Membuka Raga Padmi, harusnya dari awal aku sadar bahwa raga adalah tubuh, dan padmi adalah perempuan, dan tentunya membuka raga padmi adalah membuka segala hal tentang perempuan, ya dan memang itu yang kutangkap dari raga padmi yang ditulis Nurel, mengungkap banyak hal tentang perempuan, mulai keindahan fisik, psikis, kasih-sayang serta segala kenikmatan dan kenyamanan yang diisuguhkan sosok perempuan, yang menaruh surga di bawah telapak kaki bagi anak-anaknya, memberi kenikmatan bagi lelaki di selangkangannya, menyajikan segala keindahan yang memukau bagi pemujanya. Semua diungkap Nurel pada tiap larik kalimatnya yang tak perlu kusebut satu persatu, biar pembaca penasaran dan membacanya sendiri. Jika kemarin di masa skripsi aku mengkaji soal perempuan dalam puisi Rendra, maka jika sekarang ada mahasiswa jurusan Bahasa dan Sastra Indonesia yang akan skripsi, aku menyarankan untuk mengkaji citra perempuan dalam puisi Membuka Raga Padmi karya Nurel.

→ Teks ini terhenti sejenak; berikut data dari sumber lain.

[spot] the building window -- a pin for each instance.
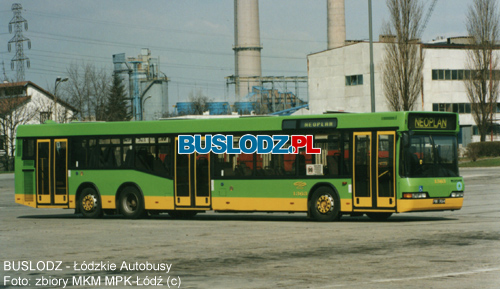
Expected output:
(459, 74)
(351, 80)
(45, 115)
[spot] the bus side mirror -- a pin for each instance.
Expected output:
(405, 139)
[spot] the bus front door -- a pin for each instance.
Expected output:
(374, 173)
(192, 180)
(52, 172)
(362, 167)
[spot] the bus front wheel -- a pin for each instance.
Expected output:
(89, 203)
(324, 205)
(131, 203)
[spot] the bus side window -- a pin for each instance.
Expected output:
(28, 149)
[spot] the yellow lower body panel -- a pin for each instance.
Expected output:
(259, 204)
(150, 203)
(409, 205)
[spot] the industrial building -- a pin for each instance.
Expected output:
(339, 80)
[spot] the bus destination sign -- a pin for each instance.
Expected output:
(318, 123)
(432, 121)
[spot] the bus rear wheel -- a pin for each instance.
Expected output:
(324, 205)
(131, 203)
(379, 216)
(182, 214)
(89, 203)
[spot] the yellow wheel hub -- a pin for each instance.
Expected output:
(325, 204)
(88, 203)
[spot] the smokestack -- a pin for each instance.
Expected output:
(335, 23)
(247, 45)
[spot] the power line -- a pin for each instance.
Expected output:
(19, 39)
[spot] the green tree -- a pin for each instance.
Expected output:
(403, 62)
(117, 108)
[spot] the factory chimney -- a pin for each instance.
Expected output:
(335, 23)
(247, 46)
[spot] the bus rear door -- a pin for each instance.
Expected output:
(192, 180)
(374, 173)
(52, 172)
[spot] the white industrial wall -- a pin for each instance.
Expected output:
(326, 79)
(328, 92)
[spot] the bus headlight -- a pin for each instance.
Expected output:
(457, 195)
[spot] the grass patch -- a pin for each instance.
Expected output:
(489, 162)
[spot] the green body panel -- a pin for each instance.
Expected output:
(109, 181)
(290, 188)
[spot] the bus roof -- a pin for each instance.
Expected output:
(395, 120)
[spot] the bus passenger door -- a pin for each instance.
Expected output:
(362, 185)
(192, 180)
(43, 175)
(52, 172)
(385, 173)
(60, 171)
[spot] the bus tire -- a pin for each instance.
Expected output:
(379, 216)
(131, 203)
(89, 203)
(324, 205)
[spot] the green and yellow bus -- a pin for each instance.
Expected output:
(375, 164)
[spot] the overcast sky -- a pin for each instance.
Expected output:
(193, 38)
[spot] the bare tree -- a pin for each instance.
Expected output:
(15, 110)
(199, 102)
(87, 90)
(483, 20)
(403, 60)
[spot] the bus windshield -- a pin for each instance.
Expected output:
(430, 156)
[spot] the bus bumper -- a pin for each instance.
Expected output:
(430, 204)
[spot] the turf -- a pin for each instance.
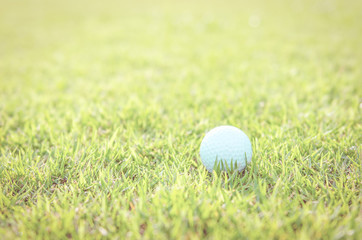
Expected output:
(103, 106)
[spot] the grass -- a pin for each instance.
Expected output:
(103, 107)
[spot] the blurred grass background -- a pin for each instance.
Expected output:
(103, 106)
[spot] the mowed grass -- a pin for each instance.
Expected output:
(103, 107)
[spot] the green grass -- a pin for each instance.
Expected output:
(103, 107)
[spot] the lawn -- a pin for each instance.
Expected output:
(103, 106)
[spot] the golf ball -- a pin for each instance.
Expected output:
(227, 144)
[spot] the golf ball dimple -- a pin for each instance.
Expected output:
(227, 144)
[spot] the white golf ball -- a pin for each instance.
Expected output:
(227, 145)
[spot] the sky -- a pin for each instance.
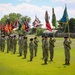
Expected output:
(31, 8)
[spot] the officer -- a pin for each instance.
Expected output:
(8, 43)
(45, 50)
(20, 44)
(25, 46)
(14, 43)
(35, 45)
(51, 47)
(67, 49)
(43, 38)
(2, 43)
(31, 47)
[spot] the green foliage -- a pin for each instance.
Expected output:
(11, 64)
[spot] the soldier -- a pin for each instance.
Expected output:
(20, 44)
(0, 42)
(45, 50)
(31, 47)
(51, 47)
(25, 46)
(14, 43)
(3, 43)
(35, 45)
(11, 41)
(67, 49)
(8, 43)
(43, 46)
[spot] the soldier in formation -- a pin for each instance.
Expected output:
(43, 46)
(31, 48)
(51, 47)
(45, 50)
(25, 46)
(14, 44)
(20, 44)
(8, 43)
(35, 45)
(67, 49)
(2, 43)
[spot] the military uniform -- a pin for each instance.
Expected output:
(2, 43)
(8, 43)
(20, 45)
(43, 46)
(31, 48)
(35, 46)
(45, 50)
(67, 48)
(14, 43)
(51, 47)
(25, 46)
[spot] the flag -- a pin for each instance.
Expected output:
(64, 18)
(48, 26)
(36, 22)
(54, 19)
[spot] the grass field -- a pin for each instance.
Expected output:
(11, 64)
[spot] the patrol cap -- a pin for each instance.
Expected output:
(31, 39)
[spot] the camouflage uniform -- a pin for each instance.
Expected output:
(35, 46)
(8, 43)
(20, 45)
(31, 48)
(14, 43)
(45, 50)
(67, 48)
(0, 43)
(51, 47)
(3, 43)
(43, 46)
(25, 46)
(11, 41)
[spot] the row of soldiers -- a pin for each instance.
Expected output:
(33, 46)
(49, 45)
(22, 43)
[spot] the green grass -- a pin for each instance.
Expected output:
(11, 64)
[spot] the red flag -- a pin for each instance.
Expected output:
(48, 26)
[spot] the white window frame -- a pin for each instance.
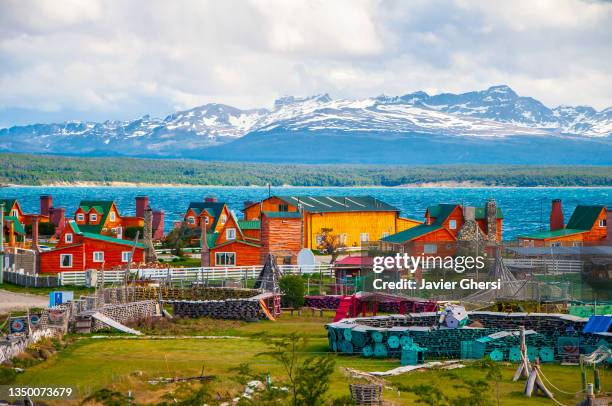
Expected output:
(430, 248)
(225, 255)
(62, 256)
(100, 254)
(126, 256)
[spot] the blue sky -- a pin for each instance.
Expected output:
(97, 60)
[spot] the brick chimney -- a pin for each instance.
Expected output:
(158, 224)
(608, 225)
(46, 202)
(205, 253)
(556, 216)
(491, 216)
(35, 220)
(147, 237)
(142, 202)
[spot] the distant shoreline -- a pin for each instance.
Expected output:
(427, 185)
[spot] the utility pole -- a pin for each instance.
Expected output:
(1, 243)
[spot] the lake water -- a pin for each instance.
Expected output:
(525, 209)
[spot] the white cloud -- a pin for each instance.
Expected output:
(122, 59)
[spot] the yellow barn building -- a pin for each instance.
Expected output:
(356, 219)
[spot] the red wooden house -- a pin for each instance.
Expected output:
(103, 217)
(78, 250)
(445, 224)
(588, 225)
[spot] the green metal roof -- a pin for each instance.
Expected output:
(551, 234)
(17, 226)
(102, 206)
(584, 217)
(411, 233)
(8, 204)
(325, 204)
(78, 230)
(283, 214)
(212, 208)
(249, 224)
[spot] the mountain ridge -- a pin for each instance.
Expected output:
(497, 112)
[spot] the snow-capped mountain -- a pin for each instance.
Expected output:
(495, 113)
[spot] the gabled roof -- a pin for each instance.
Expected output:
(327, 204)
(283, 214)
(102, 207)
(584, 217)
(249, 224)
(8, 204)
(441, 212)
(214, 209)
(17, 226)
(411, 233)
(77, 230)
(545, 235)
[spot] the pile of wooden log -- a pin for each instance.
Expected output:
(232, 309)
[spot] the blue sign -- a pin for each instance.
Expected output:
(60, 297)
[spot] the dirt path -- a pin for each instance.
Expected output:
(20, 301)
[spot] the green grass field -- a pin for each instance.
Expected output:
(124, 364)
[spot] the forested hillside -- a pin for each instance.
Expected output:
(43, 170)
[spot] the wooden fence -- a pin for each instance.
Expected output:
(79, 278)
(30, 280)
(552, 266)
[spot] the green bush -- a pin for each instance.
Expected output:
(293, 290)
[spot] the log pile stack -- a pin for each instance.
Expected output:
(138, 293)
(231, 309)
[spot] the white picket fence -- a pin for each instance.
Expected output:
(79, 278)
(547, 265)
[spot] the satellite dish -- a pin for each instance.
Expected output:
(306, 258)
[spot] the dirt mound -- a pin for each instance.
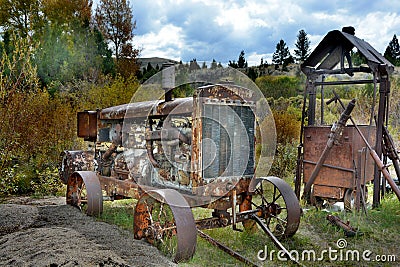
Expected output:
(60, 235)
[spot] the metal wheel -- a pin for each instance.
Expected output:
(277, 206)
(164, 218)
(84, 192)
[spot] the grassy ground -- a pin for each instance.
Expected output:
(378, 232)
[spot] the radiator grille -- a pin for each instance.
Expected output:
(228, 140)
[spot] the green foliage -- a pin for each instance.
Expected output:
(278, 86)
(392, 52)
(285, 160)
(287, 126)
(302, 46)
(281, 56)
(115, 20)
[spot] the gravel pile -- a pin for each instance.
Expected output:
(55, 234)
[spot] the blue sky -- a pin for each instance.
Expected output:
(220, 29)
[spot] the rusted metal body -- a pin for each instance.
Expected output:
(175, 154)
(349, 166)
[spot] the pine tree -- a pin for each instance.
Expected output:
(392, 52)
(241, 60)
(303, 46)
(282, 56)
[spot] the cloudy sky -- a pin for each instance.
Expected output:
(220, 29)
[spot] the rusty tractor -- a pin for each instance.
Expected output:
(172, 154)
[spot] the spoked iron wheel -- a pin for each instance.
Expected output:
(277, 206)
(84, 192)
(165, 220)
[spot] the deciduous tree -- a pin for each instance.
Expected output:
(114, 19)
(282, 55)
(392, 52)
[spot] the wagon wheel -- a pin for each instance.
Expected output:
(84, 192)
(277, 206)
(163, 217)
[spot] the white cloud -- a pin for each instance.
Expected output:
(167, 42)
(207, 29)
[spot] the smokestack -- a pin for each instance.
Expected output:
(349, 29)
(168, 80)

Bedah buku Kidung Jaran Dawuk di Sanggar Suket, Sabtu 9 Februari yang lalu adalah bedah ke empat dari lima kali bedah yang terencanakan di bulan Januari-Februari, pertama di MAN Badas yang di selenggarakan Sanggar Seni Kreatifitas Arek Kediri dengan apresiator Nur Cholis dan cak Agus Haris, ke dua di Sanggar Pena Ananda Tulungagung dengan apresiator kang Siwi dan kang St Sri Emyani, ke tiga di Smart ILC Pare dengan apresiator kang Tulus Setyadi Madiun dan mbakyu Ary Nurdiana Ponorogo, sedang di Kedai Baca Suket dengan apresiator Zeus Anggara dan kang Sabrank Suparno. Sesungguhnya direncanakan pembedah tiga orang dengan kang Cucuk SP, saying beliau berhalangan hadir. Bedah di KBS itu adalah bedah terdahsyat dibanding tiga kali sebelumnya, yaitu dihadiri para dedengkot sastra di Jatim, selain Nurel dari Lamongan, dari Malang ada Deny Mishar, Ali Sarbini Gresik, Agus Rego Ilalang Nganjuk, Ahmas Fathoni Mojokerto, dan berapa nama lain dari Jombang seperti cak Fahrudin Nasruloh yang sekarang sudah almarhum, dan Rahmat Sularso RH. Juga berapa kawan dari Kediri; cak Supri, Cak Juwaeni, dari Madiun cak Tulus dan Tulungagung kang Siwi sekalian. Serta lainnya yang aku gak hafal.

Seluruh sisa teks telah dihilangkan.